9/10
Delightful Women-Focused, Multi-Ethnic Celebration of Family
6 December 2005
"What's Cooking" is one of the most non-dogmatic feminist movies I've seen (as compared to say "24 Hour Woman") as exemplified by a climactic scene of one mother stuffing her face with two pieces of homemade pie amidst crisis while declaring "I'm weak? Is it weak to want to hold the family together?"

So many holiday or family gathering movies (like "Avalon" and "Hannah and her Sisters" and "Eat Drink Man Woman") have been made by men and they always felt off balance to me compared to my observations and experiences. Here the women in the kitchen are symbolically and functionally at the center of the meal preparation, the meal and the families.

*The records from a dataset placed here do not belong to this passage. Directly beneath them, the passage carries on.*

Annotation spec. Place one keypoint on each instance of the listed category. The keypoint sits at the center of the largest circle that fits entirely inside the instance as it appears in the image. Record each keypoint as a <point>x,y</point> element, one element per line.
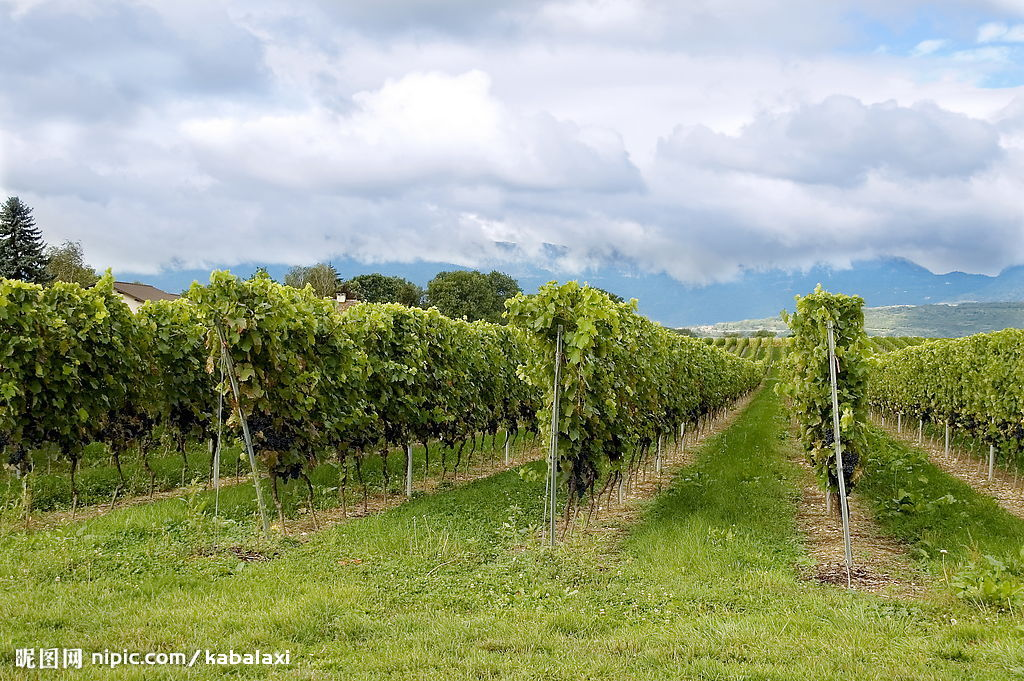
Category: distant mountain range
<point>940,321</point>
<point>755,294</point>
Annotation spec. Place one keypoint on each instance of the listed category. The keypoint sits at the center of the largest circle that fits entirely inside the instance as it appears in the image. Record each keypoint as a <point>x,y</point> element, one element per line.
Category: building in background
<point>136,294</point>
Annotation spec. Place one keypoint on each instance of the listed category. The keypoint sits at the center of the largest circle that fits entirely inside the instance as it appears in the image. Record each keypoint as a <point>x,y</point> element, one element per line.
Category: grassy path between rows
<point>457,586</point>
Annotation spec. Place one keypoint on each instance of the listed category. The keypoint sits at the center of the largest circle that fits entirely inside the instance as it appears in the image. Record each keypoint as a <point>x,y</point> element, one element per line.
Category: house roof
<point>142,292</point>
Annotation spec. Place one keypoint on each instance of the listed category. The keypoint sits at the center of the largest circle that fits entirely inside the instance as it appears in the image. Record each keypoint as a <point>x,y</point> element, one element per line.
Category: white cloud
<point>841,141</point>
<point>997,32</point>
<point>929,46</point>
<point>425,128</point>
<point>689,138</point>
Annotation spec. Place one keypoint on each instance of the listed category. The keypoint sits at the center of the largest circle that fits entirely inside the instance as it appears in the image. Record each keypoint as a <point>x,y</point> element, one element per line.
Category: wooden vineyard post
<point>229,366</point>
<point>844,506</point>
<point>552,501</point>
<point>409,470</point>
<point>220,439</point>
<point>657,461</point>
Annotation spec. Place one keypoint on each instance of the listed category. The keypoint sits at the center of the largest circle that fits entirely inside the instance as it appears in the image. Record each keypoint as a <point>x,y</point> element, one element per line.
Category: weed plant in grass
<point>962,535</point>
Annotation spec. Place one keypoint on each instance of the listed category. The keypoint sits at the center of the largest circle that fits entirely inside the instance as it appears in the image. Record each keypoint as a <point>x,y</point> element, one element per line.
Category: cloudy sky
<point>689,139</point>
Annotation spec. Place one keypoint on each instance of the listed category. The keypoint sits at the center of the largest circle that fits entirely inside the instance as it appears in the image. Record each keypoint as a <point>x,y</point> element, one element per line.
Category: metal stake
<point>553,453</point>
<point>844,506</point>
<point>245,430</point>
<point>409,470</point>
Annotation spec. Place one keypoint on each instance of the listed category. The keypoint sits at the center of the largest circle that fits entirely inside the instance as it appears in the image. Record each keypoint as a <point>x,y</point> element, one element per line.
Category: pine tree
<point>22,248</point>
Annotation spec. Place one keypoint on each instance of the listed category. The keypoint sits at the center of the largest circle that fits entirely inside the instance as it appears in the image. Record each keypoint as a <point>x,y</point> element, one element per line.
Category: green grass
<point>458,586</point>
<point>960,534</point>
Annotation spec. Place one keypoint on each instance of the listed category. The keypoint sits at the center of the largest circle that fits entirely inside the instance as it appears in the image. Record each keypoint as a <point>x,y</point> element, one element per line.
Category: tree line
<point>460,294</point>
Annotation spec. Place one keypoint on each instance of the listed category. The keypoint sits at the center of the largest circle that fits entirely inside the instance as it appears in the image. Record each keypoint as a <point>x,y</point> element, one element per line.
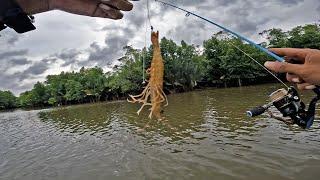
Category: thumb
<point>283,67</point>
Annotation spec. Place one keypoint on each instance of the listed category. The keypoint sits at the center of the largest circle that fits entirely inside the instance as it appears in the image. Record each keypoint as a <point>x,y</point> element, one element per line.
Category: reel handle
<point>256,111</point>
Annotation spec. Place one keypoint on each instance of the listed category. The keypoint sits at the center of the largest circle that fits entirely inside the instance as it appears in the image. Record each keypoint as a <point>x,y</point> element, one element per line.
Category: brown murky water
<point>207,136</point>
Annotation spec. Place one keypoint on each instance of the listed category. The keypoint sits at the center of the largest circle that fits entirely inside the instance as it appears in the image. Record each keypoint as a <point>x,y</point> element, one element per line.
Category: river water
<point>206,136</point>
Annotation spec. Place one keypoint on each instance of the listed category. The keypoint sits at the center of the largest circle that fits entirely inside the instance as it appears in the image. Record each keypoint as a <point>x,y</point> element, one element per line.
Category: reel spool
<point>289,104</point>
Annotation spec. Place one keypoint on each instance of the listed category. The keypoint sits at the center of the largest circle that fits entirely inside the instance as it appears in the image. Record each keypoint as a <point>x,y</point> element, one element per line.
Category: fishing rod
<point>278,58</point>
<point>287,101</point>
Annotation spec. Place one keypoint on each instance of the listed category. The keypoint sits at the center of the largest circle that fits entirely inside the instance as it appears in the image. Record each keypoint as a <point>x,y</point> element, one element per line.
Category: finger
<point>294,78</point>
<point>306,86</point>
<point>291,52</point>
<point>109,12</point>
<point>282,67</point>
<point>119,4</point>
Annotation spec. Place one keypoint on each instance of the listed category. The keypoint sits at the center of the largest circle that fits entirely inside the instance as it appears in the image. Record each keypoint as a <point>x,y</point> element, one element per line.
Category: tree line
<point>217,63</point>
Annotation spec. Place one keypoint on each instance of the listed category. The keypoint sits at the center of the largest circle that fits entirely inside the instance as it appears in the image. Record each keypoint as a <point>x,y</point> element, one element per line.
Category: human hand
<point>306,73</point>
<point>94,8</point>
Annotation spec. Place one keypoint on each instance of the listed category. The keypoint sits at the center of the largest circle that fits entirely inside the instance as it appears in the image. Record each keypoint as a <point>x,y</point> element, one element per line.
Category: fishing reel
<point>289,104</point>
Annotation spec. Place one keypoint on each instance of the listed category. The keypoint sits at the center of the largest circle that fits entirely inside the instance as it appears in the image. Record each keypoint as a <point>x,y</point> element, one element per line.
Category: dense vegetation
<point>216,63</point>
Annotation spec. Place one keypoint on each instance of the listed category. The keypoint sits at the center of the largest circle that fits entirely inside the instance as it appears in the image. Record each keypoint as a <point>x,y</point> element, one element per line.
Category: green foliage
<point>187,67</point>
<point>7,100</point>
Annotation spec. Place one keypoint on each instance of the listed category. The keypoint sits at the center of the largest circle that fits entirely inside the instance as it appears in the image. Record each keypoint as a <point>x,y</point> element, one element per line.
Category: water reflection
<point>206,135</point>
<point>197,115</point>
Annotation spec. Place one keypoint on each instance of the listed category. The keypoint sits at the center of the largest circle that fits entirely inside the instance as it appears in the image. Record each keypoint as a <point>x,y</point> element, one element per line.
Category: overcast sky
<point>65,42</point>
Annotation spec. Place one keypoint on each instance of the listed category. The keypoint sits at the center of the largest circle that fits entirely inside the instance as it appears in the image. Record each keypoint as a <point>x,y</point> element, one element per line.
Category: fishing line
<point>148,19</point>
<point>278,58</point>
<point>259,64</point>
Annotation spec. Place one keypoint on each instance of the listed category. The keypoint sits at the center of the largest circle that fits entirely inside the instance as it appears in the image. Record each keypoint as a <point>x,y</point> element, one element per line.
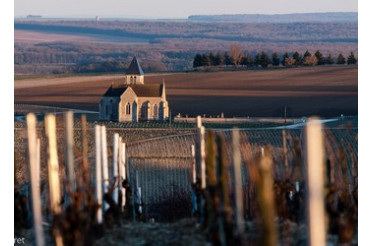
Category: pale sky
<point>175,8</point>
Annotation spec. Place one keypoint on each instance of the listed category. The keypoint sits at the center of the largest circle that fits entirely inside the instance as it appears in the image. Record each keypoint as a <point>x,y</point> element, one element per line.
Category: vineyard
<point>188,174</point>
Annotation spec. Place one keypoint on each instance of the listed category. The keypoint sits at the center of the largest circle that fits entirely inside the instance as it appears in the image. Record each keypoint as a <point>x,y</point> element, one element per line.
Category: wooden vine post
<point>201,151</point>
<point>193,178</point>
<point>238,186</point>
<point>69,137</point>
<point>115,167</point>
<point>98,172</point>
<point>266,200</point>
<point>122,172</point>
<point>105,173</point>
<point>34,167</point>
<point>315,182</point>
<point>200,167</point>
<point>85,168</point>
<point>53,174</point>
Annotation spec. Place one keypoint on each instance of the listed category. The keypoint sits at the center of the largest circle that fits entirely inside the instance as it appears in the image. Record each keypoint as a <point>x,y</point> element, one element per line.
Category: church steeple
<point>134,73</point>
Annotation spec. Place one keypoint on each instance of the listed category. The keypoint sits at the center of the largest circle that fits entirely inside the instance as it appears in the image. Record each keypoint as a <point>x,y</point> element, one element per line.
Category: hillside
<point>280,18</point>
<point>327,91</point>
<point>81,46</point>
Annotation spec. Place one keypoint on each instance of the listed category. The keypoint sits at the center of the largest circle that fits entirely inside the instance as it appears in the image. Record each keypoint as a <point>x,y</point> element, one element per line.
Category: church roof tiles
<point>154,90</point>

Other women directors have been successful at portraying a single ethnic group's family issues, such as "Double Happiness" or Nancy Savoca's "True Love." But this is a multi-ethnic All-Americans Thanksiving in L.A. (reminding me of the children's book "Molly's Pilgrim") an L.A. where people from different traditions (Vietnamese, Chicano, African-American and Jewish) all integrate the trappings of the Pilgrims into that basic of ethnic identity--food-- to intersect in unexpected ways, at work, in the community, in their homes and in their hearts.

It's an impressive cast of actresses in particular; it's noteworthy that such a stellar cast would do a small indie -- clearly they jump at the chance to get "meaty" roles for women.

The audience laughed, and cried, and gasped. While your popcorn will pale beside the feasts before your eyes, be sure to eat something during the movie cause you'll be real hungry afterwards!